After upgrading to PHP 8.3 you might suddenly see this: Fatal error: Uncaught Error: Cannot use string offset as an array In older PHP versions this often slipped by as a notice or warning. PHP 8.x is stricter, so real bugs now turn into fatal errors.

In simple terms, this error means: you are treating a string like an array.

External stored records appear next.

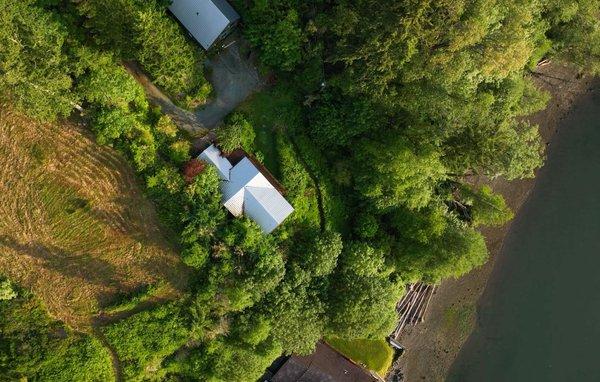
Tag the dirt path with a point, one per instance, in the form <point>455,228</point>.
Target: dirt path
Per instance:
<point>234,77</point>
<point>433,345</point>
<point>116,364</point>
<point>183,118</point>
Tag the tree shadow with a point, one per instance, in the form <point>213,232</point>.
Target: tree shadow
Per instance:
<point>82,266</point>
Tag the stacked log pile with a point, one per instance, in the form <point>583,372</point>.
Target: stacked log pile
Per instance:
<point>413,305</point>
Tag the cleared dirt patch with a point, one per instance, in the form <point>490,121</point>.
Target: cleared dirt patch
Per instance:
<point>74,225</point>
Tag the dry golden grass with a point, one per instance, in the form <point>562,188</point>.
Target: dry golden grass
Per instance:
<point>74,225</point>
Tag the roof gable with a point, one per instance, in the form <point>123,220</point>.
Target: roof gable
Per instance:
<point>204,19</point>
<point>246,190</point>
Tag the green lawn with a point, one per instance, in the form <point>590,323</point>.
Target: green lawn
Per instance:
<point>375,355</point>
<point>274,110</point>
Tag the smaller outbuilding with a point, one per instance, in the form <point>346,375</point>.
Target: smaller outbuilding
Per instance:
<point>207,20</point>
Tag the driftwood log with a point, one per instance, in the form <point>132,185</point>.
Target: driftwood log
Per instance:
<point>413,306</point>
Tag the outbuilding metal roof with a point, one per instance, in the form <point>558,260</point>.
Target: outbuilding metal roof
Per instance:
<point>246,190</point>
<point>204,19</point>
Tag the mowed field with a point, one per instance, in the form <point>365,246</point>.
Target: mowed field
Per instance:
<point>74,225</point>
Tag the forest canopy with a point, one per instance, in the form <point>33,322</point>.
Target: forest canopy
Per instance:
<point>378,115</point>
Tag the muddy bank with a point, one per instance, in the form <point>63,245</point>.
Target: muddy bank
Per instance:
<point>433,345</point>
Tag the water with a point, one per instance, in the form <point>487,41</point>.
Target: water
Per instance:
<point>539,318</point>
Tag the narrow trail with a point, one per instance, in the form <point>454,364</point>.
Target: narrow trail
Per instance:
<point>315,179</point>
<point>185,119</point>
<point>106,319</point>
<point>116,364</point>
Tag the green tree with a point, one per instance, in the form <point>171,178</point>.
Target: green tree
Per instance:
<point>236,133</point>
<point>274,26</point>
<point>390,172</point>
<point>34,64</point>
<point>487,208</point>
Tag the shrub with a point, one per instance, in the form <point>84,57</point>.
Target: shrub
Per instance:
<point>237,133</point>
<point>192,168</point>
<point>143,340</point>
<point>7,291</point>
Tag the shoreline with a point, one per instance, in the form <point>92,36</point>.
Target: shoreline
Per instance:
<point>433,345</point>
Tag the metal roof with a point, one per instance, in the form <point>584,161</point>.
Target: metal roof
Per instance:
<point>204,19</point>
<point>246,190</point>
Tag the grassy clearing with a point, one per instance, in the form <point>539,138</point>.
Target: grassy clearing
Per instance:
<point>127,301</point>
<point>375,355</point>
<point>460,320</point>
<point>75,226</point>
<point>37,348</point>
<point>142,341</point>
<point>275,110</point>
<point>275,115</point>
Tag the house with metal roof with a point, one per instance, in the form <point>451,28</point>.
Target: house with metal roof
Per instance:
<point>246,190</point>
<point>206,20</point>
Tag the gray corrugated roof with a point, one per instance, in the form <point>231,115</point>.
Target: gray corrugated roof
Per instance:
<point>247,190</point>
<point>204,19</point>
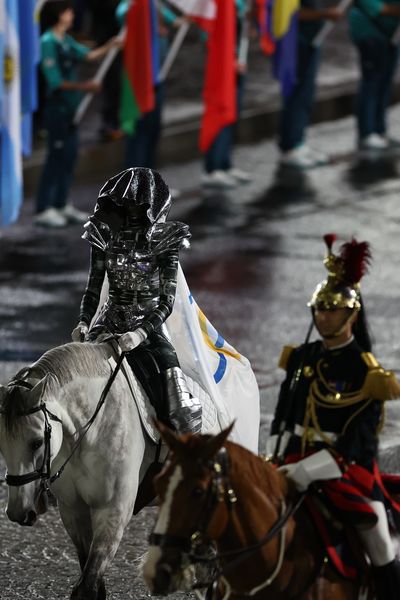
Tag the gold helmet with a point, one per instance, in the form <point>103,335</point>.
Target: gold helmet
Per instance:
<point>341,289</point>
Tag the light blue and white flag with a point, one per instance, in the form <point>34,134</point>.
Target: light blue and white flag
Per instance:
<point>10,120</point>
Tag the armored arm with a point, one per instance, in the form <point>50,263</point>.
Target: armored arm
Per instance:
<point>91,297</point>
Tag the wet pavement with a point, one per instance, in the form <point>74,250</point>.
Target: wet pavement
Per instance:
<point>255,258</point>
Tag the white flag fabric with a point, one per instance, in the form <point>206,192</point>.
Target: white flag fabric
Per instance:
<point>10,117</point>
<point>219,369</point>
<point>200,9</point>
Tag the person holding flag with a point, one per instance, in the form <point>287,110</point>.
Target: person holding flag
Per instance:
<point>298,100</point>
<point>60,54</point>
<point>374,29</point>
<point>218,165</point>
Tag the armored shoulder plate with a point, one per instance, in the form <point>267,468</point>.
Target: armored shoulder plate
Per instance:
<point>285,355</point>
<point>379,383</point>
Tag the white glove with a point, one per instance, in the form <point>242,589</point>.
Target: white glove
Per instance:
<point>318,466</point>
<point>130,340</point>
<point>79,333</point>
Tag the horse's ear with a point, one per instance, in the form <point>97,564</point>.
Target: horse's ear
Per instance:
<point>216,442</point>
<point>169,437</point>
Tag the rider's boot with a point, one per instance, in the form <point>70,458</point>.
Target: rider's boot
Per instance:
<point>387,581</point>
<point>184,409</point>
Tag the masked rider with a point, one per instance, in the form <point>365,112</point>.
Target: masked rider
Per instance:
<point>133,243</point>
<point>330,411</point>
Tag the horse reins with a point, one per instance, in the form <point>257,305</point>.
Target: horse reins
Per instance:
<point>43,473</point>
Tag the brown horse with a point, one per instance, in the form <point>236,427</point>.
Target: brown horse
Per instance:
<point>212,490</point>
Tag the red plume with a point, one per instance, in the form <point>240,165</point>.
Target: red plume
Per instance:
<point>329,238</point>
<point>356,258</point>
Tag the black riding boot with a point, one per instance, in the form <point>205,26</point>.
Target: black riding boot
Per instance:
<point>184,410</point>
<point>387,581</point>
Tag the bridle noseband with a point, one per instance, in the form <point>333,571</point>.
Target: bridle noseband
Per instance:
<point>43,472</point>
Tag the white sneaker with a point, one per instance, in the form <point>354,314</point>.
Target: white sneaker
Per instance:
<point>299,158</point>
<point>374,141</point>
<point>51,218</point>
<point>218,179</point>
<point>239,175</point>
<point>72,214</point>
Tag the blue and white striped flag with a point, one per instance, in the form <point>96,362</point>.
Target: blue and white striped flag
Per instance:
<point>10,119</point>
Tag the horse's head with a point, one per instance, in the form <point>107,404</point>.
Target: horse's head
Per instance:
<point>195,496</point>
<point>28,443</point>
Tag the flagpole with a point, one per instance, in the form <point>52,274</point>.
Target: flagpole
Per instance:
<point>173,51</point>
<point>327,28</point>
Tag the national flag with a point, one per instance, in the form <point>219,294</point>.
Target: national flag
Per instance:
<point>284,31</point>
<point>264,15</point>
<point>138,76</point>
<point>30,57</point>
<point>203,12</point>
<point>10,119</point>
<point>220,106</point>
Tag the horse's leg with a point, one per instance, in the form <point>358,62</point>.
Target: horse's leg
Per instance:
<point>108,525</point>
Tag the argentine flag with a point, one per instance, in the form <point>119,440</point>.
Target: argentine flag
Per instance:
<point>10,116</point>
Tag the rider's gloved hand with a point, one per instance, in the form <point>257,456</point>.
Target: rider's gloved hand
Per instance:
<point>80,331</point>
<point>130,340</point>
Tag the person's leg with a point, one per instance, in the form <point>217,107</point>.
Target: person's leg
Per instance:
<point>296,112</point>
<point>53,170</point>
<point>369,87</point>
<point>389,56</point>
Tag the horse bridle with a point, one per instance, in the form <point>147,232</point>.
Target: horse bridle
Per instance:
<point>219,490</point>
<point>43,472</point>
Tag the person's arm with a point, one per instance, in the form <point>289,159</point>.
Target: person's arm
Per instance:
<point>97,53</point>
<point>91,297</point>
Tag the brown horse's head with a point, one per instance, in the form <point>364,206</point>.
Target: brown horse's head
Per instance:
<point>195,496</point>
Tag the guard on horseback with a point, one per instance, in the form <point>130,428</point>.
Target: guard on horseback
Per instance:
<point>136,247</point>
<point>330,411</point>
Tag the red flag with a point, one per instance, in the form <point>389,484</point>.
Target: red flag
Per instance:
<point>138,55</point>
<point>220,79</point>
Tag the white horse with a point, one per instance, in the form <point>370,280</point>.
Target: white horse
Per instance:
<point>44,411</point>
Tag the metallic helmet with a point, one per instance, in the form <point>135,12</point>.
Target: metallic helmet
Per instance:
<point>341,289</point>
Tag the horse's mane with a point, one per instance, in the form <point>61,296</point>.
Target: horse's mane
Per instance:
<point>64,362</point>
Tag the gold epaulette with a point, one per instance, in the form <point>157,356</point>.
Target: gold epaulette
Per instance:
<point>285,355</point>
<point>379,383</point>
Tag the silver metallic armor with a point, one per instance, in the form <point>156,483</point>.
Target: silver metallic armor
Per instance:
<point>139,251</point>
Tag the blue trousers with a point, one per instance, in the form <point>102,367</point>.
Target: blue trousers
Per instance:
<point>296,110</point>
<point>141,147</point>
<point>378,61</point>
<point>62,152</point>
<point>219,155</point>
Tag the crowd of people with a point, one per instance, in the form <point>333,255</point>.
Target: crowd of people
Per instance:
<point>373,27</point>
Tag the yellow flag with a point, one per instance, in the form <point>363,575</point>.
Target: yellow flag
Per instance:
<point>283,11</point>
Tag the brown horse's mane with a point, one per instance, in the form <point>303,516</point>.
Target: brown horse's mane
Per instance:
<point>65,363</point>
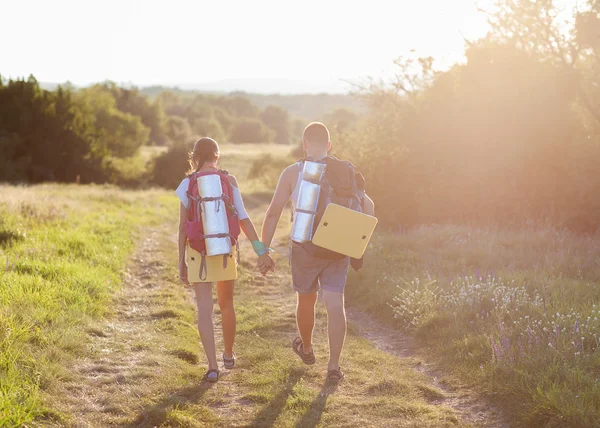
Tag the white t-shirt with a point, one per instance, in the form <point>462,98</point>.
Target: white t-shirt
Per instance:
<point>238,202</point>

• 1. Classic real world example: form data overwritten
• 2. JSON decode returning string instead of array
• 3. Database value overriding an array
• 4. Passing string into a function that expects array
• 5. Safely checking types in PHP 8.3
• 6. Quick checklist when you see this error

1. Classic real world example: form data overwritten

Imagine you receive a form and accidentally overwrite an array with a string:

$data = $_POST['user'];      // you expect an array
$data = trim($data);         // now $data is a string

echo $data['email'];         // ❌ Fatal error

$data becomes a string after trim, so $data['email'] tries to use a string offset as an array.

Fix

Keep array and string variables separate or avoid overwriting:

$user = $_POST['user'] ?? [];

$userEmail = isset($user['email']) ? trim($user['email']) : null;

Or, if the form sends flat fields:

$email = isset($_POST['email']) ? trim($_POST['email']) : null;

2. JSON decode returning string instead of array

Another real case: API or database returns JSON, but you double encode it or forget the second parameter in json_decode.

$json = getOption('settings');   // already a JSON string
$settings = json_decode($json);  // returns stdClass by default

echo $settings['theme'];         // ❌ Fatal error

json_decode without the second parameter returns an object. Accessing it with ['theme'] treats it like an array.

Fix

Decode as an associative array:

$settings = json_decode($json, true); // true = associative array

$theme = $settings['theme'] ?? 'default';

Or keep it as an object and use:

$theme = $settings->theme ?? 'default';

3. Database value overriding an array

You store settings as an array but later load a single column as a string into the same variable:

$config = [
    'mail' => [
        'host' => 'smtp.example.com',
    ],
];

$config = $pdo->query('SELECT value FROM config WHERE name="mail"')->fetchColumn();
// now $config is a string from DB

echo $config['host']; // ❌ Fatal error

Fix

Use different variables and convert the DB result back to an array if needed:

$mailConfigJson = $pdo->query(...)->fetchColumn();
$mailConfig = json_decode($mailConfigJson, true) ?? [];

echo $mailConfig['host'] ?? 'localhost';

4. Passing string into a function that expects array

Real world bug from helper functions:

function addDefaultRoles(array $roles): array
{
    $roles[] = 'viewer';
    return $roles;
}

$rolesFromDb = 'admin';        // bug: should be array
$roles = addDefaultRoles($rolesFromDb); // ❌ Type + string offset errors

PHP may complain that it cannot use string offset internally while trying to push onto the array.

Fix

Normalise types before calling:

$rolesFromDb = $rolesFromDb ? explode(',', $rolesFromDb) : [];

$roles = addDefaultRoles($rolesFromDb);

Or enforce types at the boundary of your application.

5. Safely checking types in PHP 8.3

To avoid this kind of fatal error in new code:

• Use is_array() before accessing offsets.
• Use the null coalescing operator (??) to provide defaults.
• Add strict types and proper type hints.

Example:

declare(strict_types=1);

function getUserEmail(array $user): ?string
{
    return isset($user['email']) ? trim((string) $user['email']) : null;
}

$user = $_POST['user'] ?? [];
$email = getUserEmail($user);

Now if $user is not an array, PHP will throw a TypeError at the function boundary instead of failing deep inside your code.

6. Quick checklist when you see this error

• Look at the variable just before you use $var['key'].
• var_dump or dd($var) to see its actual type and value.
• Stop overwriting arrays with strings in the same variable.
• Decode JSON with json_decode($json, true) when you want arrays.
• Normalise DB and request data as arrays before passing to functions.
• Add type hints and strict types in new PHP 8.3 projects.

Once you treat strings and arrays consistently, this error disappears and your code becomes much easier to reason about in real applications.